Don’t Get Comfortable with Extension; Pursue True Innovation11.01.18 / David Lemley
For the 2018 Super Bowl, Procter & Gamble created a 15-second TV spot and social campaign touting Tide’s new Old Spice fragrance. It was a spoof, of course. But it pointed out the sometimes ridiculous approach CPG brands and others take to innovation: Let’s just bolt one popular product onto another, Frankenstein-style.
For food and beverage brands large and small, better-for-you or not so much, most innovation is incremental. Safe. Designed to tick sales upward with something that’s fresh yet familiar, attractive to just enough new buyers without alienating loyal users.
If you’re running a brand — or seeking to maximize your investment in a company — you’re naturally looking for growth opportunities. But extending your current line with new ingredients or flavors, chasing microtrends in response to soft sales, or adding SKUs simply because your retailers want them is not a recipe for real, sustainable, innovation-driven growth.
Most brands talk a good game about innovation. That may make it sound easy. It’s not.
5 ways to jump start your Research & Development efforts:
1) Go beyond the extension mindset.
Innovation falls into two buckets: 1) simple line extensions, and 2) new offerings that transform the way consumers think about your brand. There’s a right way to execute a line extension, when it meshes what’s true about your brand with what the audience needs. [To clarify: A line extension is not to be confused with a marketing tactic. Pumpkin spice is a seasonal marketing tactic that produces velocity and keeps you in sync with competitors who also have pumpkin spiced products; it is not a strategic line extension.] Beyond that, true innovation happens when you leverage your brand’s relationship with customers to deliver something unexpected but logically connected.
2) Understand the needs your audience doesn’t yet know they have.
Most new products are solutions in search of needs. Innovation happens when you tap into deep consumer insight (of your current and desired audience) to find their unmet needs and make brand-driven products to meet those needs. These new products will have legs; they’ll withstand fads, delight your fans, and win new ones.
But a caveat: Listen to your customers. Respond to their wants. Just don’t let them dictate your innovation process because they don’t always know what is possible. As inescapable a product as it’s become in our lives, the iPhone failed testing because consumers couldn’t imagine needing a computer in their pockets.

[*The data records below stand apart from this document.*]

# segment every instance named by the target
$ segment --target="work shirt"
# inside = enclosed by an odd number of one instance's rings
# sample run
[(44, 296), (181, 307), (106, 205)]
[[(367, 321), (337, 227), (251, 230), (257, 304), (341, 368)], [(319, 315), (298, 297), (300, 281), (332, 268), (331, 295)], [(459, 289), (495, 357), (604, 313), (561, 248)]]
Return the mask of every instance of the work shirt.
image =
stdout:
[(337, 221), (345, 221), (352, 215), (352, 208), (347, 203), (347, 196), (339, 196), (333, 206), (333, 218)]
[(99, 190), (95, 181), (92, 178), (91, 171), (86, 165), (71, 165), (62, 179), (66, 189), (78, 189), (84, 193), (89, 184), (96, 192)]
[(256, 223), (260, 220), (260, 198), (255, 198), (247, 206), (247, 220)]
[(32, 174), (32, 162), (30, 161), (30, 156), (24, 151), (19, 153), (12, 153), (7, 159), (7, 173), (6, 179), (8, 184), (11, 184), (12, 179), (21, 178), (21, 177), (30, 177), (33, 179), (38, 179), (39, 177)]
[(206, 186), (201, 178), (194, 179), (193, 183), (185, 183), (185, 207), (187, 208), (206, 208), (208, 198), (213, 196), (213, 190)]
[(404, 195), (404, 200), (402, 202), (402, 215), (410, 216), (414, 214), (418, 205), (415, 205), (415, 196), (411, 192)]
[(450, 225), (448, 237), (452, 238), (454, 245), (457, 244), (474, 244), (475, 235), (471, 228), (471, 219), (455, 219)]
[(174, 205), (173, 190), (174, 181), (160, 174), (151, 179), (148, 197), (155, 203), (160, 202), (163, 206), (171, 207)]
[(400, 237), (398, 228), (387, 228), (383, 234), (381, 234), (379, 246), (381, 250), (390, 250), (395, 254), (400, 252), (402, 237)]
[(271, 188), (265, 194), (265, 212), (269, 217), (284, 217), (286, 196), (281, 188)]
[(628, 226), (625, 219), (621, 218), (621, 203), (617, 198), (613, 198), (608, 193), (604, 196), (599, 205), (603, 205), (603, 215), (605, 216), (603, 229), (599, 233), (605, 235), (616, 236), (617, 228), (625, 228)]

3) Create a culture of innovation.
Steve Jobs famously said, “It’s more fun to be a pirate than to join the Navy.” The Navy is meetings and spreadsheets and hierarchy. Pirates operate without rules and beyond boundaries, exploring wherever they want and taking whatever they find. Pirates are innovators. There’s a reason why so many multinationals are acquiring startups and are launching product incubators: They crave the people and teams that thrive on smashing rules, identifying unmet needs, and then working like crazy to create something new.
Too, innovation needs to exist outside of the P&L. Create a skunkworks department charged solely with developing new product ideas that operates outside the reporting structure and beyond budgets. Innovation doesn’t happen on a strict timeline, there are fits and starts, so designate a trusted manager who delivers quarterly updates but otherwise works autonomously.
4) Reframe your market opportunity.
A few years ago, a client came to us seeking to jump into the booming energy drink market. It was a crowded segment, and we used data to show them that the best they could hope for was to claim one tenth of 1 percent; they’d barely break even. As an alternative, we showed them trend analysis that forecast the beverage category’s future landscape. The opportunity wasn’t in energy drinks but in functional beverages. They stepped back, pivoted, and are now working to launch a new product with tons of potential.
5) Don’t navel-gaze; future-gaze.
When we consulted with our beverage client, we used a method called landscape scenario planning, which is a way of imagining different possible futures. We created a series of scenarios, all of them entirely feasible based on what we know, and worked with their leadership team to determine what was most likely to happen. While we don’t put much stock in the proverbial crystal ball, scenario planning gets us pretty close to seeing the future.
To blaze a true path of innovation, you have to be open to any possible direction and every possible outcome, not just to a singular vision. You must be brave. Willing to fail, to kill someone’s pet project, to start over. And you have to be OK with doubling down on an idea knowing that it could flop or it could explode and generate significant growth. It’s not for the faint of heart.